6th International Conference on cGMP: Generators, Effectors and Therapeutic Implications

Open Access

Mechanisms driving heme insertion into apo-sGC during its maturation in cells

BMC Pharmacology and Toxicology201314(Suppl 1):O18

DOI: 10.1186/2050-6511-14-S1-O18

Published: 29 August 2013

Background

During maturation of soluble guanylyl cyclase (sGC), heme insertion into the beta subunit is essential because it enables sGC to recognize nitric oxide (NO) and transduce its biological effects. We used a mammalian cell culture approach and followed heme insertion into both transiently- and endogenously-expressed apo-sGC beta. Although sGC is often associated with heat shock protein 90 (hsp90) in cells, the implications are unclear. Experiments that used pharmacological hsp90 inhibitors, an ATP-ase inactive hsp90 mutant, and heme-dependent or heme-independent sGC activators revealed that heme insertion into apo-sGC requires hsp90 [1].

Results

Our findings suggest a model where apo-sGC beta may directly complex with hsp90, which then drives heme insertion into apo-sGC beta through its inherent ATPase activity.

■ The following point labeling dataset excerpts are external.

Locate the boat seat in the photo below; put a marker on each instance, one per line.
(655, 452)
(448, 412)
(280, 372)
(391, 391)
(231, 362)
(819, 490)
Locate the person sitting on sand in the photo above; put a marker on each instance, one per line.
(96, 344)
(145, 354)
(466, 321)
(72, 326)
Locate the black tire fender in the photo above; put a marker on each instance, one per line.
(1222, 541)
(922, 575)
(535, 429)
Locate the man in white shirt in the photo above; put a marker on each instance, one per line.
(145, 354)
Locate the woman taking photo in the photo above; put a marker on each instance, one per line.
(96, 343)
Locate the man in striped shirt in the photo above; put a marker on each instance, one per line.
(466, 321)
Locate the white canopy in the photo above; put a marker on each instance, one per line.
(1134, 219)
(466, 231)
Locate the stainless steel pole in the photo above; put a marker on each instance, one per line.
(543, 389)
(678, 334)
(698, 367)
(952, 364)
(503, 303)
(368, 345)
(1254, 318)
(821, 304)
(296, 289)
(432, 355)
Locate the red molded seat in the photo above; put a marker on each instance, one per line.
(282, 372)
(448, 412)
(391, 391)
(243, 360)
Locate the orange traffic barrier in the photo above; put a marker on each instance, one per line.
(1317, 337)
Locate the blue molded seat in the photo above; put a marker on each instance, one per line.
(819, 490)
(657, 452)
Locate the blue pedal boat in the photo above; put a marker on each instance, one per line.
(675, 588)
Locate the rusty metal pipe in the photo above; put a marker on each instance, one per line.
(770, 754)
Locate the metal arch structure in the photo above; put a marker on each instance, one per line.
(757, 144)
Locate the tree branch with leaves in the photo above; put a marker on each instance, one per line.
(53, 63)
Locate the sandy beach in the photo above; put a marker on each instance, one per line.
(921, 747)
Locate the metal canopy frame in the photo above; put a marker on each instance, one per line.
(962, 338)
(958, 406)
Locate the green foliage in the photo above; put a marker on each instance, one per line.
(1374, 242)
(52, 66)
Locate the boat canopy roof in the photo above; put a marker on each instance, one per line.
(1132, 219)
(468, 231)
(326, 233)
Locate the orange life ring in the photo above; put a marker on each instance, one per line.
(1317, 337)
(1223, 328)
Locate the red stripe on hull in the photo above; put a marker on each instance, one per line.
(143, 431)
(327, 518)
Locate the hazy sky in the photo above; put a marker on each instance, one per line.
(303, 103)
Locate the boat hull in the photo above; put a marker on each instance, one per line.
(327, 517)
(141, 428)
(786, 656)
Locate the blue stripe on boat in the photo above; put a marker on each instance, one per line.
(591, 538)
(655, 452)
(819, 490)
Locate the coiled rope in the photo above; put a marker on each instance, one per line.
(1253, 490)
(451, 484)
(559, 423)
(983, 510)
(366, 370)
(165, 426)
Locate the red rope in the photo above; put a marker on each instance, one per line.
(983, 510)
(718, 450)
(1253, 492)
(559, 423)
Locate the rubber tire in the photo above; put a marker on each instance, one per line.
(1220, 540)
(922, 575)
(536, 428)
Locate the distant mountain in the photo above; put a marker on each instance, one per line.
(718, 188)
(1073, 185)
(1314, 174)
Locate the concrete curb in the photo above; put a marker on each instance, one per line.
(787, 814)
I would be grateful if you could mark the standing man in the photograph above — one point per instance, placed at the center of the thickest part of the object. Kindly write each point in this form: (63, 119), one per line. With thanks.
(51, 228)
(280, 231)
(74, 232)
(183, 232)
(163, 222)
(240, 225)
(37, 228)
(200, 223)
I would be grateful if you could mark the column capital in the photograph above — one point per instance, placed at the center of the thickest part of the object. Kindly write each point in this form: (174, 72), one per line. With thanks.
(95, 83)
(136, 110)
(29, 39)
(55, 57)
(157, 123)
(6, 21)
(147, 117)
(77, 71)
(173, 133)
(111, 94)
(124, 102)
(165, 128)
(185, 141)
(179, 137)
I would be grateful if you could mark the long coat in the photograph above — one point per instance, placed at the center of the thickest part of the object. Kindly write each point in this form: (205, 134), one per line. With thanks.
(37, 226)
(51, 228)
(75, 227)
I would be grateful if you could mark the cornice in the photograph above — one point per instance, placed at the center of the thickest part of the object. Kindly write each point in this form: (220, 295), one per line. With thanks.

In follow-up studies we are using purified proteins and domains and fluorescence and hydrogen-deuterium exchange methods to characterize the apo-sGC interaction with hsp90 at the molecular level. Results indicate that apo-sGC beta binds to the hsp90 middle domain, and the binding interaction involves structural regions within the heme and PAS domains of sGC.

Conclusion

Together, our work is shedding light on the sGC maturation process, and is revealing new ways that sGC activity could be impacted or controlled in cells.

Authors’ Affiliations

(1)
Department of Pathobiology, Lerner Research Institute, Cleveland Clinic

References

  1. Ghosh A, Stuehr DJ: Soluble guanylyl cyclase requires heat shock protein 90 for heme insertion during maturation of the NO-active enzyme. Proc Natl Acad Sci U S A. 2012, 109: 12998-13003. 10.1073/pnas.1205854109.PubMed CentralView ArticlePubMedGoogle Scholar

Copyright

© Stuehr et al; licensee BioMed Central Ltd. 2013

This article is published under license to BioMed Central Ltd. This is an Open Access article distributed under the terms of the Creative Commons Attribution License (http://creativecommons.org/licenses/by/2.0), which permits unrestricted use, distribution, and reproduction in any medium, provided the original work is properly cited.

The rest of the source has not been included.